The governance of Indian sports will now be a family affair. N Ramachandran, brother of Board of Control for Cricket in India (BCCI) president N Srinivasan, is set to be elected unopposed as the president of Indian Olympic Association (IOA) during its general assembly meeting in New Delhi on February 9.
Ramachandran is an old hand at sports administration and is well-verse with the way IOC functions, owing to his successful stint as the president of World Squash Federation. He hasn’t played any sport professionally, but has long been involved in administration. He has been associated in various capacities with the Squash Rackets Federation of India (SRFI), Triathlon Federation of India, IOA, Asian Squash Federation (ASF) and, as WSF president, led squash’s unsuccessful attempt for a place in the 2020 Olympics.
Apart from his experience in heading a sporting body, Ramachandran is also known for his communication abilities and his knowledge of the way IOC functions, owing to his successful stint as the president of World Squash Federation.
As the head of squash, Ramachandran has shown he is a stickler for top-quality infrastructure and hasn’t hesitated in spending money on exposure trips abroad and investing in foreign coaches for Indian athletes.
His appointment means that the two brothers now hold the crucial decision-making posts in the two most influential sports bodies in the country. It is believed that they share an estranged relationship and Ramachandran’s stake in the family’s company, India Cements, was bought out by his elder brother Srinivasan in 2009.
However, like his brother, Ramachandran is not averse to controversies.

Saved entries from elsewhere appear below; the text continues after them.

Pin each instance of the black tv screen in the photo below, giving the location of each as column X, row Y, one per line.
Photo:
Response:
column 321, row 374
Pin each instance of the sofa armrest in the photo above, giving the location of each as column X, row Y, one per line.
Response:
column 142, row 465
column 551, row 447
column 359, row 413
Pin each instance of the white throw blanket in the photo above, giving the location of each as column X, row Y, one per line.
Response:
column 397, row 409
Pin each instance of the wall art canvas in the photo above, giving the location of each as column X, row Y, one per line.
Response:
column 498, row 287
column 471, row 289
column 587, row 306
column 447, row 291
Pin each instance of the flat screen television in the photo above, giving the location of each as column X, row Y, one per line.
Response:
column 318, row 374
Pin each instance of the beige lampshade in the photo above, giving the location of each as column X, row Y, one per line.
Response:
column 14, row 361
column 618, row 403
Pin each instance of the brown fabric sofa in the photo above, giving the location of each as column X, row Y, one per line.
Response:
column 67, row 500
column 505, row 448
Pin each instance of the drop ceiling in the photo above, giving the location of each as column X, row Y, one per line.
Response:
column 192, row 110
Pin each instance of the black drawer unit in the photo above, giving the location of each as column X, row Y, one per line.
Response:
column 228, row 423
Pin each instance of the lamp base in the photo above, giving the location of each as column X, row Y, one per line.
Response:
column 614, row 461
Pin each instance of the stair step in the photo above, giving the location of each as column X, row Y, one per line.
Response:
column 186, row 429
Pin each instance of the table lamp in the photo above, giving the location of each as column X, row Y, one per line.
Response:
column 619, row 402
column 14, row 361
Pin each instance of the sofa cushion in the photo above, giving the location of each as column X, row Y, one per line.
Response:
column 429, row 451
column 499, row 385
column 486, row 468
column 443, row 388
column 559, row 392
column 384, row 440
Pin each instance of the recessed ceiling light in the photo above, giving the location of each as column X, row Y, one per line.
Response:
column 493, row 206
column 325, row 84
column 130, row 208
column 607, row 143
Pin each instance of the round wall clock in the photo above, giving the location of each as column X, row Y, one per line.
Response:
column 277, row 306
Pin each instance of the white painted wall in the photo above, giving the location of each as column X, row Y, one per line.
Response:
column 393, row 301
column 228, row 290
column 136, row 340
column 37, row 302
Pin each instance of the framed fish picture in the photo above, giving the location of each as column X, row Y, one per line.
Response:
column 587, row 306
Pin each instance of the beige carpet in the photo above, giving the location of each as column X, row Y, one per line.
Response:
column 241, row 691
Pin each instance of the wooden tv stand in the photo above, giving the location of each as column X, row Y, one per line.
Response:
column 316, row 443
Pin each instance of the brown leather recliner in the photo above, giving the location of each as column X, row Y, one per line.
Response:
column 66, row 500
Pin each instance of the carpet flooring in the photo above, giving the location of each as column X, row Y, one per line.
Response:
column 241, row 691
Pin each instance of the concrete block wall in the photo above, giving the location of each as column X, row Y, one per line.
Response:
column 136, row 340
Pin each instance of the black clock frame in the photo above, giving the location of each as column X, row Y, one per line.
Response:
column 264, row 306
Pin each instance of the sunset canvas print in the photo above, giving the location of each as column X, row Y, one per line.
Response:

He has been accused of influencing the draw for 2006 Asian Games squash matches. Ramachandran, who was the ASF president and SRFI secretary back then, oversaw the process that ensured the two Indians in fray at Doha – Ritwick Bhattacharya and Saurav Ghosal – did not face each other till semifinals, which would guarantee at least a bronze. The script played out to perfection and Ghosal returned home with a bronze.
Last year, the Delhi High Court slammed him for fraud and manipulation in getting the national sports award. He was also accused by Clean Sports India of making false declaration in his application for the post of president of World Squash Federation and alleged that he violated IOC’s code of ethics.
He was also accused of misappropriating funds allocated by the sports ministry for the preparation of squash players for the Delhi Commonwealth Games.